5. Distance makes the heart grow fonder
I know this is a cliche but there is this thrill that you get late at night and you are texting/ sexting someone, you are imagining them reading the text and you wait in anticipation of the response. In my case I will be texting with a wine glass in one hand and my phone in another and letting my imagination go wild trying to guess what the response will be. Face to face conversations have no room for imagination, the person is right there and they just respond instantly. So having them away from time to time gives you that itch to see them but you don’t get instant satisfaction, the itch just intensifies and when you finally see them… FIREWORKS!!!And then there is just the simple fact of life that too much of anything becomes monotonous. Seeing the same face every single day, same sound of car coming up the driveway, same sound of footsteps coming into the house, the hug and kiss that is now just a ritual that you don’t think much about, then the same routine of bitching about bitches at the office, then bitching about bills and how high they always are, then supper, whatever else people do (usually it’s the same everyday) then maybe sex, maybe not, then bedtime. Come tomorrow, you do it all over again. Arg, surely there should be more to life. Not seeing that person daily makes visits so much fun. There will be planned visits and surprise ones, random ones at 3 am on a Saturday morning that turn into a sleepover and maybe a week of no visits at all, who knows what each day or week is going to look like, right? Definitely no monotony there!

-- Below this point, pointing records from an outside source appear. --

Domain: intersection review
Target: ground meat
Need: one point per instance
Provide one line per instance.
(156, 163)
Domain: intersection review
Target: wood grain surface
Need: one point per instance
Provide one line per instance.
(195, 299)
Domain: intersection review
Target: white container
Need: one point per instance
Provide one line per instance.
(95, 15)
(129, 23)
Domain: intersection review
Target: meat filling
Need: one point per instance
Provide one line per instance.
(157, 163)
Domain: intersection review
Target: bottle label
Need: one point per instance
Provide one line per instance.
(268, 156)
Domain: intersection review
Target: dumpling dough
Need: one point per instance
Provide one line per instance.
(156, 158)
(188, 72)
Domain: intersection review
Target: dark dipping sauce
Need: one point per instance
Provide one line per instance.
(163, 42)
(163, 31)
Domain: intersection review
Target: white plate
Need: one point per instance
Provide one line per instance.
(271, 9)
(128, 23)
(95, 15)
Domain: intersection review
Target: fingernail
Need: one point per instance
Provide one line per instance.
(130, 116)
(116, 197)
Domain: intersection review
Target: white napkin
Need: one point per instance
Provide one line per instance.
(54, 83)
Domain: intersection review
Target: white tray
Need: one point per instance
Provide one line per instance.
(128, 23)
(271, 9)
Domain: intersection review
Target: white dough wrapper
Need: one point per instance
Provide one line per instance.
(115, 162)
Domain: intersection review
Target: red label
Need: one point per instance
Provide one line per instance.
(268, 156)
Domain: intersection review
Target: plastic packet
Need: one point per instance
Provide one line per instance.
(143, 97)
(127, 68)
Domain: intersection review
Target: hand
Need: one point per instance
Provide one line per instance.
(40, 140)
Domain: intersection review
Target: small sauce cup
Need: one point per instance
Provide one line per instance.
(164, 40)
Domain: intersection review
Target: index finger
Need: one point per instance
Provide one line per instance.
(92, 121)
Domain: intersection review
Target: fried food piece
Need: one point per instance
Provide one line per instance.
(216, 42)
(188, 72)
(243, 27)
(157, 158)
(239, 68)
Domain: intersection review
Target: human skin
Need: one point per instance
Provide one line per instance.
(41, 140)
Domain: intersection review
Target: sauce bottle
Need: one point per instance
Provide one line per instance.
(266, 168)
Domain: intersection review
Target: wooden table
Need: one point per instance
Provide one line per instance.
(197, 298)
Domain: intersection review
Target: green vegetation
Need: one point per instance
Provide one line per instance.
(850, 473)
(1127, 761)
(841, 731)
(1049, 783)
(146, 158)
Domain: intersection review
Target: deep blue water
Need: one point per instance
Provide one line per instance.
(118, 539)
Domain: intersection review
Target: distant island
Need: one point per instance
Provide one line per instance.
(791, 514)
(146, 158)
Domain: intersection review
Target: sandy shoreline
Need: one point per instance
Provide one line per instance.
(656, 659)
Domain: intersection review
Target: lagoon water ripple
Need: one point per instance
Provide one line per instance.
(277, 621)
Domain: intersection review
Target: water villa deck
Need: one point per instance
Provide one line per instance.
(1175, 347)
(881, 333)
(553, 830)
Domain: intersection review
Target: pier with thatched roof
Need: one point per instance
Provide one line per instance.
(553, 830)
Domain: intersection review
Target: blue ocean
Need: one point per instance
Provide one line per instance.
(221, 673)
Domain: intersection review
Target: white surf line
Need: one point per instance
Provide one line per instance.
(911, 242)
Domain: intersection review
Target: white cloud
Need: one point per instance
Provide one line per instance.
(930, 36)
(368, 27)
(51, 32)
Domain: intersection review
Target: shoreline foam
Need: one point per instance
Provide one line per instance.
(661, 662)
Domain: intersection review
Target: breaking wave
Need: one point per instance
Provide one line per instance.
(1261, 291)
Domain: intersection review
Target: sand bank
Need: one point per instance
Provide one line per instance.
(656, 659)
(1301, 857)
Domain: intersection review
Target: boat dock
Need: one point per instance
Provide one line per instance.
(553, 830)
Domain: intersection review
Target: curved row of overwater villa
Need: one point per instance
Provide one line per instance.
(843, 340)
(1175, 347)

6. Hosting of not-so-mutual friends
There are people that your significant other might like to host that you might not like so much. These visits can last for month or so if the guests are, say, from out of the country. When you live together and you really don’t like these people, that could be the longest month of your life. At times it’s not even for a month but those random, “was just in the neighbourhood and I thought I’d pop in and say what’s up”, these are not always the kinds of people that you necessarily want to host. Your partner can host these people at their house so that you live in peace at your own and only entertain the ones you want.
I could go on and on about why you should live apart. If you think you might need it, try it for a month and see what happens.